Libération a contacté le témoin et a obtenu sa
version des faits. Un article publié hier dans Libé
.
|
LIBERATION 04.12.06 Un témoin rwandais récuse le juge
Bruguière
...Contacté par Libération en Norvège, Emmanuel Ruzigana,
35 ans, donne un certain nombre de détails troublants. Premier
problème, Ruzigana parle à peine le français, encore moins bien
l'anglais. Or le procès-verbal d'audition, daté du 29 mars 2004 à 15
h 40, dont Libération a pu lire une copie, ne mentionne que trois
personnes présentes : le juge, la greffière Sandrine Mounes et le
témoin. Pas de traducteur en kinyarwanda ! Pourtant, les réponses du
témoin, dans un excellent français, fourmillent de
détails. Aujourd'hui, Ruzigana explique que la greffière lisait
un texte, lui demandant de confirmer ou d'infirmer. «Parfois, je ne
comprenais pas la question, il fallait s'y reprendre à plusieurs
fois. Le juge n'aimait pas mes réponses. A la fin, il m'a dit,
énervé : "C'est fini, sortez, il n'y aura pas d'asile !"». Avant
de partir, la greffière lit à toute vitesse le procès-verbal et lui
demande de signer. Il s'exécute sans comprendre. Deuxième
problème : Ruzigana explique qu'il se trouvait dans le Mutara
(nord-est du Rwanda), le 6 avril 1994, lorsqu' «on a tué (sic)
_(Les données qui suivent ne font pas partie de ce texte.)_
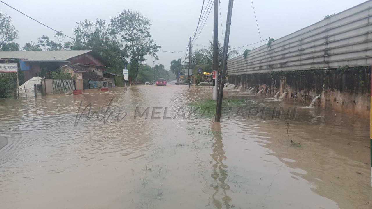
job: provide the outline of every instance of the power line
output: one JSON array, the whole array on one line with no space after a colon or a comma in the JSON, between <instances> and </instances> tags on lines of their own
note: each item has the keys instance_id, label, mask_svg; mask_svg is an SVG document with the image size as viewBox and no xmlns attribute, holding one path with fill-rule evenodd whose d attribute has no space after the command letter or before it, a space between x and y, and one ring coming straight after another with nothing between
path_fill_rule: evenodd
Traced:
<instances>
[{"instance_id":1,"label":"power line","mask_svg":"<svg viewBox=\"0 0 372 209\"><path fill-rule=\"evenodd\" d=\"M183 52L170 52L170 51L162 51L162 50L159 50L158 49L158 51L160 51L160 52L169 52L169 53L176 53L177 54L183 54Z\"/></svg>"},{"instance_id":2,"label":"power line","mask_svg":"<svg viewBox=\"0 0 372 209\"><path fill-rule=\"evenodd\" d=\"M202 10L200 10L200 15L199 16L199 20L198 21L198 25L196 26L196 29L195 30L195 32L194 33L194 37L192 38L193 41L194 39L195 38L195 36L196 35L196 31L198 31L198 29L199 27L199 23L200 23L200 19L201 19L202 17L202 13L203 12L203 8L204 6L204 1L205 0L203 0L203 4L202 4Z\"/></svg>"},{"instance_id":3,"label":"power line","mask_svg":"<svg viewBox=\"0 0 372 209\"><path fill-rule=\"evenodd\" d=\"M183 61L186 60L186 56L187 56L187 52L189 52L189 47L190 46L190 44L187 45L187 48L186 48L186 52L185 52L185 57L183 58ZM181 61L182 61L181 60Z\"/></svg>"},{"instance_id":4,"label":"power line","mask_svg":"<svg viewBox=\"0 0 372 209\"><path fill-rule=\"evenodd\" d=\"M199 44L193 44L193 45L195 45L195 46L203 46L203 47L209 47L209 46L204 46L203 45L200 45Z\"/></svg>"},{"instance_id":5,"label":"power line","mask_svg":"<svg viewBox=\"0 0 372 209\"><path fill-rule=\"evenodd\" d=\"M198 39L198 38L199 37L199 36L200 35L200 34L202 33L202 31L203 30L203 29L204 28L204 26L205 25L205 23L207 22L207 20L208 20L208 17L209 17L209 14L211 13L211 11L212 11L212 6L213 6L213 4L214 4L214 2L213 2L213 3L212 3L211 4L211 7L209 9L209 12L208 13L208 15L206 15L205 16L206 18L205 18L205 21L204 21L204 24L203 25L203 27L202 27L201 29L200 30L200 31L199 32L199 34L198 34L198 36L196 37L196 38L195 39L195 40L194 41L195 41L197 39Z\"/></svg>"},{"instance_id":6,"label":"power line","mask_svg":"<svg viewBox=\"0 0 372 209\"><path fill-rule=\"evenodd\" d=\"M205 21L206 20L206 18L208 18L207 15L207 14L208 15L208 16L209 16L209 14L208 13L208 10L209 10L209 11L210 11L210 10L212 8L211 6L213 4L212 4L213 1L213 0L209 0L208 3L207 3L207 6L205 7L205 9L204 10L204 12L203 12L203 15L202 15L202 19L201 21L201 25L203 25L203 27L199 28L199 30L196 32L196 34L200 34L200 33L203 30L203 29L204 28L204 25L205 25L205 23L203 23L203 22L205 22ZM199 37L199 35L198 35L198 36L196 38L193 39L192 42L195 42L195 41L196 41L196 39L198 38L198 37Z\"/></svg>"},{"instance_id":7,"label":"power line","mask_svg":"<svg viewBox=\"0 0 372 209\"><path fill-rule=\"evenodd\" d=\"M17 12L18 12L20 13L21 14L23 15L25 15L25 16L27 17L28 17L28 18L30 18L30 19L31 19L32 20L34 20L34 21L36 21L36 22L38 22L38 23L41 24L41 25L44 25L44 26L45 26L46 28L49 28L49 29L52 29L52 30L55 31L56 32L57 32L57 33L60 33L61 34L62 34L62 35L65 36L66 36L67 37L69 38L71 38L71 39L73 40L74 41L75 41L74 38L71 38L71 37L70 37L69 36L68 36L67 35L65 35L65 34L62 33L62 32L60 32L60 31L58 31L58 30L55 30L55 29L53 29L53 28L51 28L51 27L49 27L49 26L46 25L45 25L45 24L43 24L42 23L41 23L41 22L38 21L38 20L35 20L35 19L34 19L33 18L29 16L28 15L26 15L26 14L25 14L23 12L22 12L19 11L19 10L17 9L16 9L16 8L13 7L11 6L10 5L9 5L9 4L7 4L5 2L4 2L4 1L1 1L1 0L0 0L0 2L1 2L2 3L3 3L4 4L5 4L6 5L8 6L8 7L11 8L12 9L14 9L14 10L15 10Z\"/></svg>"},{"instance_id":8,"label":"power line","mask_svg":"<svg viewBox=\"0 0 372 209\"><path fill-rule=\"evenodd\" d=\"M219 4L219 19L221 23L221 35L222 35L222 41L225 41L225 39L224 38L224 30L222 29L222 15L221 15L221 1L218 1L218 4Z\"/></svg>"},{"instance_id":9,"label":"power line","mask_svg":"<svg viewBox=\"0 0 372 209\"><path fill-rule=\"evenodd\" d=\"M260 39L261 39L261 35L260 34ZM261 42L261 44L262 44L262 42L263 41L266 41L267 40L269 40L269 39L265 39L265 40L262 40L262 39L261 39L261 41L259 41L259 42L256 42L256 43L253 43L253 44L248 44L248 45L244 45L244 46L239 46L239 47L236 47L236 48L234 48L233 49L230 49L229 50L232 50L232 49L238 49L239 48L241 48L242 47L244 47L244 46L250 46L251 45L253 45L253 44L258 44L259 43L260 43L260 42Z\"/></svg>"}]
</instances>

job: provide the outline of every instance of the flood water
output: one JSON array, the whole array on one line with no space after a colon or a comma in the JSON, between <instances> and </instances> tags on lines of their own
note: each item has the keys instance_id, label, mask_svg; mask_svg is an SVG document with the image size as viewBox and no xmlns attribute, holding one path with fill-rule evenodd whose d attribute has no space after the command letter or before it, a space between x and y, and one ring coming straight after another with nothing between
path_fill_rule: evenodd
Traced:
<instances>
[{"instance_id":1,"label":"flood water","mask_svg":"<svg viewBox=\"0 0 372 209\"><path fill-rule=\"evenodd\" d=\"M284 109L298 108L288 134L282 118L224 114L190 128L163 119L166 107L211 90L138 86L0 100L0 208L371 208L368 120L289 102ZM269 116L280 106L224 96ZM89 104L97 112L87 119L88 107L79 120ZM150 107L147 119L134 118L137 107ZM151 119L154 107L160 118Z\"/></svg>"}]
</instances>

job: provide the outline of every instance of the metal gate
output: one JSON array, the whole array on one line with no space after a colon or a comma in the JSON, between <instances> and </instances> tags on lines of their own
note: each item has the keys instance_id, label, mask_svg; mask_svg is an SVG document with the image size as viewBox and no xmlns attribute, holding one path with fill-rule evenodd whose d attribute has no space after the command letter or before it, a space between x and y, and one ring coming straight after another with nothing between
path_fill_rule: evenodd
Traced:
<instances>
[{"instance_id":1,"label":"metal gate","mask_svg":"<svg viewBox=\"0 0 372 209\"><path fill-rule=\"evenodd\" d=\"M75 84L72 79L52 79L53 93L71 93L75 90Z\"/></svg>"}]
</instances>

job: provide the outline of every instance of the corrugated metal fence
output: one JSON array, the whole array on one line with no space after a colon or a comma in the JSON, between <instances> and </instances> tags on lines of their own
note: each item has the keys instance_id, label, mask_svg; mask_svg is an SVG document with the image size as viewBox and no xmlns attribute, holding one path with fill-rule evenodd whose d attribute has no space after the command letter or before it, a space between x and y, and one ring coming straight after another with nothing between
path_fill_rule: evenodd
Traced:
<instances>
[{"instance_id":1,"label":"corrugated metal fence","mask_svg":"<svg viewBox=\"0 0 372 209\"><path fill-rule=\"evenodd\" d=\"M252 50L246 59L229 60L227 74L368 66L371 61L370 0Z\"/></svg>"},{"instance_id":2,"label":"corrugated metal fence","mask_svg":"<svg viewBox=\"0 0 372 209\"><path fill-rule=\"evenodd\" d=\"M75 90L74 81L72 79L52 79L53 93L71 93Z\"/></svg>"}]
</instances>

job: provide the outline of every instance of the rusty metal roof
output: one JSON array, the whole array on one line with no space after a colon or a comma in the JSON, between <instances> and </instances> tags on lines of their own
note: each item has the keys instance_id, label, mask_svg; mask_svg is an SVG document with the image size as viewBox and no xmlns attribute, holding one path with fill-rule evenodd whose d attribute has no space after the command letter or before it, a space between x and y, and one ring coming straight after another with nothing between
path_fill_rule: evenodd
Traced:
<instances>
[{"instance_id":1,"label":"rusty metal roof","mask_svg":"<svg viewBox=\"0 0 372 209\"><path fill-rule=\"evenodd\" d=\"M68 63L68 64L66 64L63 65L63 66L61 67L60 68L61 69L63 69L63 68L65 67L70 67L74 71L75 71L75 72L84 73L88 72L89 71L89 70L87 69L83 68L79 66L74 64L72 63Z\"/></svg>"},{"instance_id":2,"label":"rusty metal roof","mask_svg":"<svg viewBox=\"0 0 372 209\"><path fill-rule=\"evenodd\" d=\"M92 49L57 51L1 51L0 60L17 59L28 61L66 60L92 51Z\"/></svg>"},{"instance_id":3,"label":"rusty metal roof","mask_svg":"<svg viewBox=\"0 0 372 209\"><path fill-rule=\"evenodd\" d=\"M110 73L109 72L108 72L107 71L103 71L103 73L105 74L109 74L110 75L114 75L115 76L119 76L119 77L120 77L120 75L116 75L116 74L115 74L114 73Z\"/></svg>"}]
</instances>

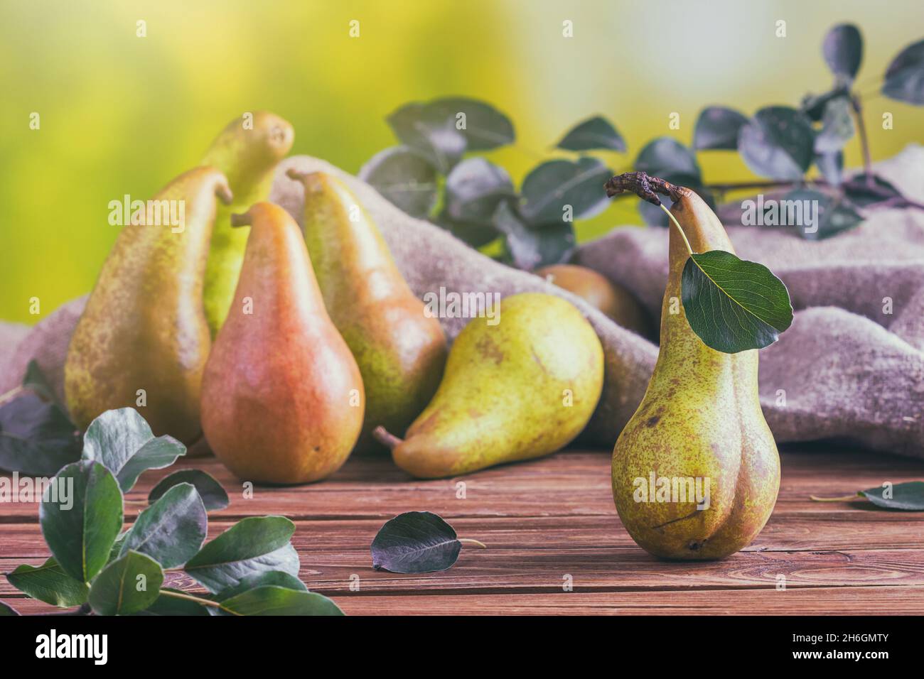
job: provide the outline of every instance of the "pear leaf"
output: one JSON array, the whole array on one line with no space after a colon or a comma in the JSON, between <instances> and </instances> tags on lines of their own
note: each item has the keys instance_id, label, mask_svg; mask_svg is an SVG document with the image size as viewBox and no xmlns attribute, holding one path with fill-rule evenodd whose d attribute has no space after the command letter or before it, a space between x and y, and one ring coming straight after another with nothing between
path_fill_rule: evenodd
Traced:
<instances>
[{"instance_id":1,"label":"pear leaf","mask_svg":"<svg viewBox=\"0 0 924 679\"><path fill-rule=\"evenodd\" d=\"M128 552L107 565L90 587L90 605L97 615L130 615L160 596L164 569L150 556Z\"/></svg>"},{"instance_id":2,"label":"pear leaf","mask_svg":"<svg viewBox=\"0 0 924 679\"><path fill-rule=\"evenodd\" d=\"M40 566L23 564L6 574L9 584L32 599L53 606L69 608L86 602L90 588L61 567L55 557Z\"/></svg>"},{"instance_id":3,"label":"pear leaf","mask_svg":"<svg viewBox=\"0 0 924 679\"><path fill-rule=\"evenodd\" d=\"M723 250L690 255L681 297L693 332L726 354L767 346L793 322L783 281L762 264Z\"/></svg>"},{"instance_id":4,"label":"pear leaf","mask_svg":"<svg viewBox=\"0 0 924 679\"><path fill-rule=\"evenodd\" d=\"M199 491L207 511L225 509L228 494L214 477L201 469L180 469L164 477L148 495L148 503L154 503L167 491L180 483L191 483Z\"/></svg>"},{"instance_id":5,"label":"pear leaf","mask_svg":"<svg viewBox=\"0 0 924 679\"><path fill-rule=\"evenodd\" d=\"M892 60L882 93L899 102L924 104L924 40L909 44Z\"/></svg>"},{"instance_id":6,"label":"pear leaf","mask_svg":"<svg viewBox=\"0 0 924 679\"><path fill-rule=\"evenodd\" d=\"M104 465L128 492L146 469L170 467L186 446L172 436L158 436L135 408L106 410L90 423L83 436L85 460Z\"/></svg>"},{"instance_id":7,"label":"pear leaf","mask_svg":"<svg viewBox=\"0 0 924 679\"><path fill-rule=\"evenodd\" d=\"M622 153L626 152L626 139L609 120L595 115L572 127L555 146L565 151L608 149Z\"/></svg>"},{"instance_id":8,"label":"pear leaf","mask_svg":"<svg viewBox=\"0 0 924 679\"><path fill-rule=\"evenodd\" d=\"M164 568L182 565L199 552L209 520L191 483L173 486L145 509L122 540L119 556L138 552Z\"/></svg>"},{"instance_id":9,"label":"pear leaf","mask_svg":"<svg viewBox=\"0 0 924 679\"><path fill-rule=\"evenodd\" d=\"M853 24L838 24L824 36L821 54L831 72L842 82L853 82L863 61L863 38Z\"/></svg>"},{"instance_id":10,"label":"pear leaf","mask_svg":"<svg viewBox=\"0 0 924 679\"><path fill-rule=\"evenodd\" d=\"M427 217L439 200L436 167L408 146L394 146L373 155L359 178L413 217Z\"/></svg>"},{"instance_id":11,"label":"pear leaf","mask_svg":"<svg viewBox=\"0 0 924 679\"><path fill-rule=\"evenodd\" d=\"M904 509L906 512L924 512L924 481L887 484L885 487L860 491L877 507ZM890 497L886 497L889 495Z\"/></svg>"},{"instance_id":12,"label":"pear leaf","mask_svg":"<svg viewBox=\"0 0 924 679\"><path fill-rule=\"evenodd\" d=\"M266 571L298 576L298 552L289 541L294 532L285 516L249 516L206 543L184 570L212 592Z\"/></svg>"},{"instance_id":13,"label":"pear leaf","mask_svg":"<svg viewBox=\"0 0 924 679\"><path fill-rule=\"evenodd\" d=\"M735 109L725 106L707 106L696 121L696 127L693 129L693 148L699 151L707 149L735 151L738 148L738 130L747 122L748 117Z\"/></svg>"},{"instance_id":14,"label":"pear leaf","mask_svg":"<svg viewBox=\"0 0 924 679\"><path fill-rule=\"evenodd\" d=\"M67 465L45 489L39 523L62 570L90 582L108 561L122 527L122 492L116 478L93 460Z\"/></svg>"},{"instance_id":15,"label":"pear leaf","mask_svg":"<svg viewBox=\"0 0 924 679\"><path fill-rule=\"evenodd\" d=\"M265 585L222 601L235 615L343 615L334 601L317 592Z\"/></svg>"},{"instance_id":16,"label":"pear leaf","mask_svg":"<svg viewBox=\"0 0 924 679\"><path fill-rule=\"evenodd\" d=\"M758 111L738 133L738 152L757 175L797 181L814 158L815 131L808 117L788 106Z\"/></svg>"},{"instance_id":17,"label":"pear leaf","mask_svg":"<svg viewBox=\"0 0 924 679\"><path fill-rule=\"evenodd\" d=\"M444 571L462 543L453 527L432 512L405 512L385 522L372 540L372 567L392 573Z\"/></svg>"}]
</instances>

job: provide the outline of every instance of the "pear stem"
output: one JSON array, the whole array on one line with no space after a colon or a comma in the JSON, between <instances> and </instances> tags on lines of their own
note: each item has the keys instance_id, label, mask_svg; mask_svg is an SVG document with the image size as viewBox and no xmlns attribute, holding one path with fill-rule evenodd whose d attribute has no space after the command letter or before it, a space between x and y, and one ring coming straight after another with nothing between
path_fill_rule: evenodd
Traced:
<instances>
[{"instance_id":1,"label":"pear stem","mask_svg":"<svg viewBox=\"0 0 924 679\"><path fill-rule=\"evenodd\" d=\"M475 547L480 547L482 550L488 549L488 545L484 544L484 542L473 540L472 538L456 538L456 540L464 545L473 545Z\"/></svg>"},{"instance_id":2,"label":"pear stem","mask_svg":"<svg viewBox=\"0 0 924 679\"><path fill-rule=\"evenodd\" d=\"M684 230L683 230L683 228L681 228L680 223L677 222L676 217L675 217L671 213L670 210L668 210L666 207L664 207L664 203L661 203L661 209L663 210L664 213L667 214L667 216L671 218L672 222L674 222L674 225L677 227L677 231L680 232L680 236L684 239L684 245L687 246L687 251L689 252L692 255L693 254L693 249L690 248L690 242L688 240L687 240L687 234L684 233Z\"/></svg>"},{"instance_id":3,"label":"pear stem","mask_svg":"<svg viewBox=\"0 0 924 679\"><path fill-rule=\"evenodd\" d=\"M389 450L395 450L399 444L404 443L404 441L399 439L395 434L389 433L388 430L382 426L376 427L372 430L372 436L374 436L380 443Z\"/></svg>"}]
</instances>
l'avion». Ce n'est qu'après la fin du génocide qu'il est retourné à
Kigali. Or le juge le présente comme un «infiltré» opérant à Kigali
sous une couverture de chauffeur de taxi et assure qu'il aurait été
mis au courant du projet d'attentat deux semaines avant. Selon la
même ordonnance, l'attentat a été décidé le 31 mars... Vérification
faite au Rwanda auprès de soldats du FPR présents à l'époque à
Kigali, Ruzigana n'était pas dans la capitale rwandaise. «Je ne
pouvais pas être incognito à Kigali, ajoute-t-il. J'y suis né, tout
le monde me connaît.»
Instrumentalisé. Troisième détail
troublant : Ruzigana assure que, le jour de son audition, Abdul
Ruzibiza ( Libération du 28 novembre), autre témoin clé du juge
Bruguière, était présent dans un bureau attenant. Ruzibiza et
Ruzigana se sont rencontrés à Kigali à la fin des années 90. Le
premier semble avoir joué un rôle central dans l'exfiltration du
second hors du Rwanda. C'est Ruzibiza qui l'incite à se rendre à
l'ambassade de France en Tanzanie, où un certain «Pierre» lui
remettra un visa pour la France, qu'il obtient en effet sans
difficulté. A son arrivée à Paris le 29 mars 2004, des policiers
l'attendent pour le conduire chez le juge... Lire la suite sur
Libération | Pour Ruzibiza son ancien ami
ex-filtré lui aussi du Rwanda par les services français (selon Colette Braeckman
), le témoin craindrait pour sa vie et serait revenu sur ses
propos.
Quant au TPIR il vient d'accepter le rapport
Bruguière dans son intégralité à la demande des avocats du présumé
responsable du génocide Théoneste Bagosora.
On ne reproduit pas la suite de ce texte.